Luego de su estreno en el prestigioso Festival de Toronto, con la presencia de realizador e intérpretes, el puerto vasco que acoge la Playa de la Concha recibió Der Hauptman a sala llena y reconoció su mérito con el Premio a la Mejor Fotografía (de Florian Ballhaus, hijo del consagrado Michael –el lente de Scorsese- recién fallecido). Realizada casi toda en acentuados blanco y negro, superrealista y de carácter teatral, con manejo eficaz de ángulos altos (acaso el juicio divino) y bajos (fragores rastreros), es demoledora, lacerante. Lo mejor, pienso, el periplo hasta el campo de concentración, un aterrador road movie, y luego en éste la depravación, donde la mayoría de las víctimas son desertores. Después un cuestionable final farsesco y una coda con los créditos que subraya la vigencia del tema, la maldad recurrente.

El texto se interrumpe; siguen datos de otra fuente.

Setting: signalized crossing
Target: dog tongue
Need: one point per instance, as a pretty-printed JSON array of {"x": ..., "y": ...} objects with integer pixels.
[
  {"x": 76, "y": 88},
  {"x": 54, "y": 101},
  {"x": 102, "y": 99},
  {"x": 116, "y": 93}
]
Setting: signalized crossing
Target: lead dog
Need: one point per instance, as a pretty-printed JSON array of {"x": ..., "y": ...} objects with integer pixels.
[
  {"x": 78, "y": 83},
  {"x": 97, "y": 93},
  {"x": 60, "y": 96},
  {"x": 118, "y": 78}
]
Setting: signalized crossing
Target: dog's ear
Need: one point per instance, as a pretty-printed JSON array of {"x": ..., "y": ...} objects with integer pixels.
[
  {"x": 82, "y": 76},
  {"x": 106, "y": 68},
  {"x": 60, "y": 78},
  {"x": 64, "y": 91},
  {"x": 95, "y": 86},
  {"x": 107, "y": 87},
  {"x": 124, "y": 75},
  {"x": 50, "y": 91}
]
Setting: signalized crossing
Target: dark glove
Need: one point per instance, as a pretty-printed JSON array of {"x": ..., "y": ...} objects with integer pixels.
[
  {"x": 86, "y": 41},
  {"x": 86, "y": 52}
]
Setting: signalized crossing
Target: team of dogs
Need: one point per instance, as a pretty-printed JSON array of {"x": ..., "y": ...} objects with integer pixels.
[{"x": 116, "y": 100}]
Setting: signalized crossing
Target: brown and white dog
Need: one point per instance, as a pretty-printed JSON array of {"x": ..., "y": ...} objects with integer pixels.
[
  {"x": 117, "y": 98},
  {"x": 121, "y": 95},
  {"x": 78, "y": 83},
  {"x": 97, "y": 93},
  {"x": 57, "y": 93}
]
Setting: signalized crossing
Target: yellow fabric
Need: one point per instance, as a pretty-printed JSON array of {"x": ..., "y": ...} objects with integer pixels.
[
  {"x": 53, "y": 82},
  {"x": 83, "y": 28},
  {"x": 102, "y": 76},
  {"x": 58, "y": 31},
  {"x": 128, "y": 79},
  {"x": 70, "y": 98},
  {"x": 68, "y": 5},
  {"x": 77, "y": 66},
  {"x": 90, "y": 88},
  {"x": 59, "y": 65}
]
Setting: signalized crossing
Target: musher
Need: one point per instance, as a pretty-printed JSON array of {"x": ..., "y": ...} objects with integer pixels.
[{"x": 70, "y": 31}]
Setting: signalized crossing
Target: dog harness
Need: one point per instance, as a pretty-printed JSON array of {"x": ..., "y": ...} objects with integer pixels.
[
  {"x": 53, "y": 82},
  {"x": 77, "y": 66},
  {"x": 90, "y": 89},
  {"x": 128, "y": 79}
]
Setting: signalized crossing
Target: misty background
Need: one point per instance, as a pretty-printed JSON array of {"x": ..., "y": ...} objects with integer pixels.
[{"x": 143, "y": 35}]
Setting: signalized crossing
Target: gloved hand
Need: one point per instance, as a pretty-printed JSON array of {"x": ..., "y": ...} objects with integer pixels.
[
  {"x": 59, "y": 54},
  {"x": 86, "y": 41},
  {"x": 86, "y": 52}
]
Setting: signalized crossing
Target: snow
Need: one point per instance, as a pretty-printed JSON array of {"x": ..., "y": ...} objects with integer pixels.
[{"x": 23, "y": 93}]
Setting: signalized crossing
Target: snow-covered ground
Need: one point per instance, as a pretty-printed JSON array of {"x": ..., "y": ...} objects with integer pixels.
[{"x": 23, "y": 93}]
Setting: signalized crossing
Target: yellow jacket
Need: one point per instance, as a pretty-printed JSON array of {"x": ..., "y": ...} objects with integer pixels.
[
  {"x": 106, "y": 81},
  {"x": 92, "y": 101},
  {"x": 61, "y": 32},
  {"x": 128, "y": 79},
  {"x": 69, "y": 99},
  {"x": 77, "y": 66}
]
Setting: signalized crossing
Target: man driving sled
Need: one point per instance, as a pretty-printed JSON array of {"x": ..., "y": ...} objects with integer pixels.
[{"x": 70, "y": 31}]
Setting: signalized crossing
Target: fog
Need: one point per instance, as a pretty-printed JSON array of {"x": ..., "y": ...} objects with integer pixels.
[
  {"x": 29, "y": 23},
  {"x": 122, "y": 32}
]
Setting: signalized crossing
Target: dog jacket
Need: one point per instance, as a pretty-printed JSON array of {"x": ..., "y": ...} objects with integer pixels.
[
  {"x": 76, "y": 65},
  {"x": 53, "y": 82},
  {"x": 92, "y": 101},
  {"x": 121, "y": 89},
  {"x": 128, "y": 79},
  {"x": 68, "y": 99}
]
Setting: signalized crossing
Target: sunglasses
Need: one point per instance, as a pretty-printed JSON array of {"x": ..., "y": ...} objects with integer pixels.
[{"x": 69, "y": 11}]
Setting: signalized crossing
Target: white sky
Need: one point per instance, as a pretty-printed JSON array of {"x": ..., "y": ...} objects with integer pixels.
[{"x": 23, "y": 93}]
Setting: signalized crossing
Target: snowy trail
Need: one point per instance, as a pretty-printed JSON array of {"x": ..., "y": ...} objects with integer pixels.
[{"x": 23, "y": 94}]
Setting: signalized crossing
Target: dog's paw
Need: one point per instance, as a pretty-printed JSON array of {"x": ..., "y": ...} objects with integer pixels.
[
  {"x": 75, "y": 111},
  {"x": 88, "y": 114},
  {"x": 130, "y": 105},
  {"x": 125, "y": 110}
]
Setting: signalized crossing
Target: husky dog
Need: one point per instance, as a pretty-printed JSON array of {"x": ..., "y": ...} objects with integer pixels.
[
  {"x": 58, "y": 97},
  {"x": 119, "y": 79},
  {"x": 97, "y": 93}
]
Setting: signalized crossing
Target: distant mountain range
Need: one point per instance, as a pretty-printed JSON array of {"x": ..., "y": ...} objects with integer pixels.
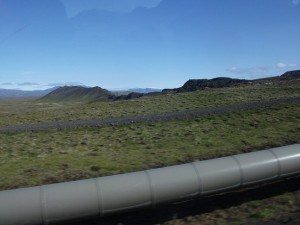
[
  {"x": 84, "y": 94},
  {"x": 73, "y": 92},
  {"x": 12, "y": 93}
]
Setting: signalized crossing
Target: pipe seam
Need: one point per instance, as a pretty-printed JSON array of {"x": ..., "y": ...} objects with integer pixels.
[
  {"x": 43, "y": 203},
  {"x": 199, "y": 179},
  {"x": 278, "y": 163},
  {"x": 151, "y": 187},
  {"x": 99, "y": 197},
  {"x": 240, "y": 169}
]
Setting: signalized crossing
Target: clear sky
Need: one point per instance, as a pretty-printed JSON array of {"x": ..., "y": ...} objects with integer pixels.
[{"x": 161, "y": 44}]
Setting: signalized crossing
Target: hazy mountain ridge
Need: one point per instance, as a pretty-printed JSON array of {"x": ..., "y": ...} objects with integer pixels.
[
  {"x": 75, "y": 93},
  {"x": 12, "y": 93}
]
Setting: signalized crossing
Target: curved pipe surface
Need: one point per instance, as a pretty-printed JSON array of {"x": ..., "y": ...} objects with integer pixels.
[{"x": 112, "y": 194}]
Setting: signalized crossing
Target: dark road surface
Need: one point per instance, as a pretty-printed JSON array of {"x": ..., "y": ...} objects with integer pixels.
[{"x": 146, "y": 118}]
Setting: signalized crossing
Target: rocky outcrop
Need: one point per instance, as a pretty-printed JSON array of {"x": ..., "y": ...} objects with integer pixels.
[{"x": 200, "y": 84}]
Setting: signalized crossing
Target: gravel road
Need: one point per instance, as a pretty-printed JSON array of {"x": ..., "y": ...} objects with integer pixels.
[{"x": 145, "y": 118}]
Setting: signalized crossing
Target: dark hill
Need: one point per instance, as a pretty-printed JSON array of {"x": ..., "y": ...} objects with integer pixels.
[
  {"x": 200, "y": 84},
  {"x": 76, "y": 93},
  {"x": 290, "y": 75}
]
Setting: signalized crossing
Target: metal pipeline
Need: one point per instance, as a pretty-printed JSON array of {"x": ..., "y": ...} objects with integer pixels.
[{"x": 113, "y": 194}]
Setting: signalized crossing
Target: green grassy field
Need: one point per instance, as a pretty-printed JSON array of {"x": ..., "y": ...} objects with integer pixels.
[
  {"x": 39, "y": 111},
  {"x": 43, "y": 157}
]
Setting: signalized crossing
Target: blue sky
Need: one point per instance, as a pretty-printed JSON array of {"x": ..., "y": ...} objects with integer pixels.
[{"x": 111, "y": 44}]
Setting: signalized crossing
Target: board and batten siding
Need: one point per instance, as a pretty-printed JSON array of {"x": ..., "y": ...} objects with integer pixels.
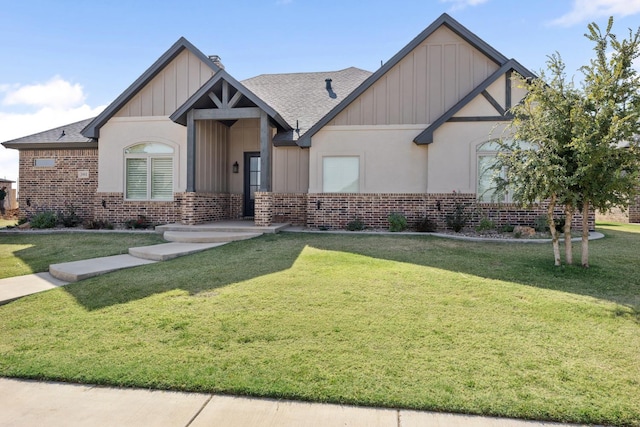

Veterano de muchos festivales, este cronista que ya jubilado sigue aprendiendo a su manera –nunca hay que dejar de estudiar-, gracias a un viaje en tren desde Casablanca hasta París, por primera vez asistió a un festival no como invitado sino como cinéfilo apasionado para apreciar creaciones como Cuervos (Jens Assur), morosa descripción de una atmósfera campesina opresiva (como en El valle de los carneros), inquietante pintura sueca de vidas mediocres y ajustadas, vista a través de los ojos de un adolescente que ve a su padre presa de la desesperación y demencia crecientes en la rutina de su ignorancia e impotencia existencial. Por cierto, allí estuvo en la 65 edición de la imponente cita Donostia la Medea de Alexandra Latishev, con Liliana Biamonte (El sonido de las cosas), artistas nacionales. Un logro que se agradece y que espero observar pronto en Costa Rica.

La enorme oferta del prestigioso evento, mezcla ahora de aliento crítico y alfombra roja, fue inaugurado con Inmersión del legendario y polémico –me confieso admirador fiel- Wim Wenders (por cierto, en esos mismos días en Budapest encontré la exposición fotográfica Génesis del colosal S. Salgado, protagonista de su fabuloso documental La sal de la tierra (http://www.nacion.com/ocio/artes/sal-tierra_0_1478252191.html). Allí estuvo Alicia Vikander, protagonista (la esposa de La –valiente- chica danesa).

Acerté al elegir El capitán; agradable no, mas sí aleccionadora. Cuenta el caso verídico de un raso de 19 años, interpretado por el suizo Max Hubacher, que teje su enigma con aplomo. Al final de la II Guerra Mundial, en una Baja Sajonia desolada deserta del desmoralizado ejército alemán –la tensa secuencia inicial es brillante, lapidaria; pensé en Kusturica-, y al encontrar por casualidad un traje de la Fuerza Aérea se convierte en el oficial, un proceso como el de Kagemusha (Kurozawa), pero moralmente a la inversa. De la sobrevivencia, reto tras reto, pasa a la convicción, transformado en el verdugo del que huía, cebado con el poder inmerecido, metáfora de otras formas de necrofilia. Se le van uniendo otros desertores y cada vez que están a punto de atraparlo su temple y audacia le permiten continuar con la impostura. Como en el Wenders clásico lo obvio no se ve. Se conoce la mentira, mas no conviene saberla y ésta se trastrueca en realidad.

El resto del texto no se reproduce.